The evocative imagery and sharply drawn plots of Edgar Allan Poe come to life in a new episode of American Masters about the notorious author.
Edgar Allan Poe: Buried Alive premiers at 8 p.m. Monday on Panhandle PBS and will be available to stream the following day via pbs.org/americanmasters and PBS apps.
Written and directed by Eric Strange (The War That Made America, American Experience: Murder at Harvard) and starring Tony Award-winning and Emmy Award-nominated actor Denis O'Hare as Poe, Buried Alive explores the misrepresentations of Poe as a drug-addled madman akin to the narrators of his horror stories.
This caricature is thanks, in large part, to a high-profile obituary filled with falsehoods, written by his literary rival Rufus W. Griswold. Determined to re-invent American literature, Poe was an influential — and brutally honest — literary critic and magazine editor, who also invented the detective protagonist with his character C. Auguste Dupin, refined the science fiction genre and popularized short stories, actually writing more comedies than horror.
After his death, Poe (1809-1849) became a global icon of modern literature and a pop culture brand. Best known for his Gothic horror tales and narrative poem The Raven, Poe’s stories are the basis of countless films and TV episodes, and have inspired even more, as has his name and image.
At least four American cities claim this literary legend as their own — Baltimore, Richmond, Philadelphia and New York: an NFL football team is named after one of his poems, and his image appears on everything from the Beatles’ Sgt. Pepper’s Lonely Hearts Club Band album cover to lunchboxes, bobbleheads and socks.
Creating the detective fiction genre with The Murders in the Rue Morgue (1841), Poe wrote over 100 short stories and poems altogether, beginning with Tamerlane and Other Poems (1827), his first published work.
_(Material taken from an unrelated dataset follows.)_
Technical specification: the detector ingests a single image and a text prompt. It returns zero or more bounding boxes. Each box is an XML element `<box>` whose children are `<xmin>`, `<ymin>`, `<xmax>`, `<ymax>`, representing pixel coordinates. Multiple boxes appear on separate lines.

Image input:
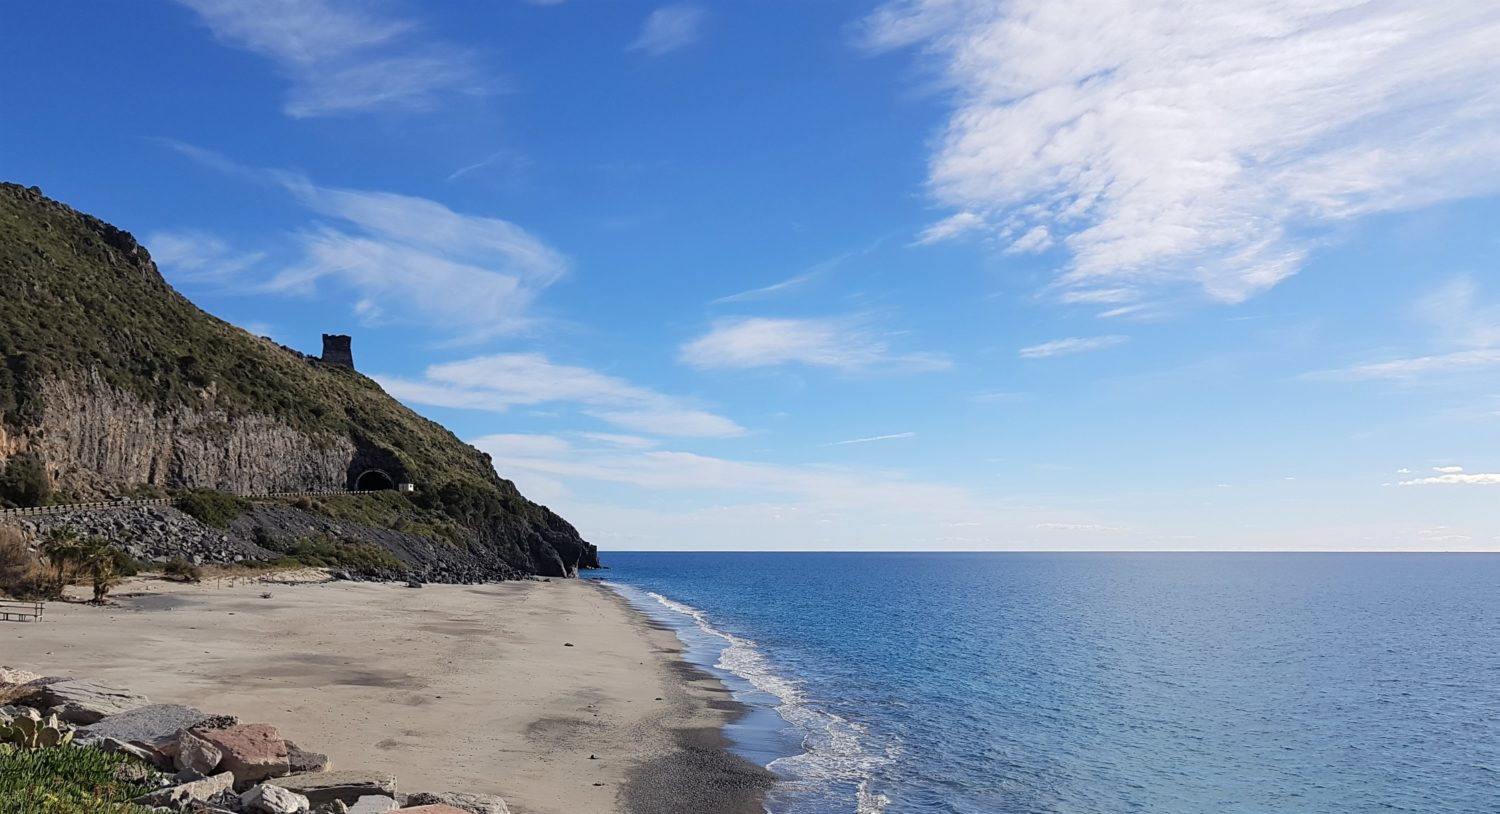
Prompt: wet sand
<box><xmin>2</xmin><ymin>575</ymin><xmax>771</xmax><ymax>814</ymax></box>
An orphan in search of family, love and literary fame, Poe struggled with alcoholism and was also a product of early 19th century American urban life: depressed from the era’s culture of death due to the high mortality rate and the struggles of living in poverty. Poe famously died under mysterious circumstances and his cause of death remains unknown.
“The mystery around Poe’s death is the least of it,” Stange said. “The real question at the heart of this film is why Edgar Allan Poe continues to be one of the most popular writers in the history of Western literature — and one of the most misunderstood.”
Filmed in Boston Harbor’s historic Fort Independence at Castle Island, Buried Alive — which is narrated by Kathleen Turner — combines dramatized re-enactments with O’Hare of key moments in Poe’s life, readings from Poe’s works by O’Hare, Oscar-nominated actor Chris Sarandon (The Nightmare Before Christmas, The Princess Bride, Dog Day Afternoon) and actor Ben Schnetzer (Snowden, Goat, Pride) and interviews with authors including Marilynne Robinson (Gilead), Matthew Pearl (The Poe Shadow), Jeffrey Meyers (Edgar Allan Poe: His Life and Legacy) and Zach Dundas (The Great Detective), director Roger Corman (Poe film cycle including House of Usher) and others to reveal how Poe tapped into what it means to be human in a modern and sometimes frightening world.
“America loves creepy horror stories, and there is a good reason why Poe is still taught in every high school – he is just the all-time master. Best of all, now the series has its own spooky Halloween episode,” said Michael Kantor, American Masters series executive producer.
Launched in 1986, American Masters has earned 28 Emmy Awards —‚ including 10 for Outstanding Non-Fiction Series and five for Outstanding Non-Fiction Special — 12 Peabodys, an Oscar, three Grammys, two Producers Guild Awards and many other honors.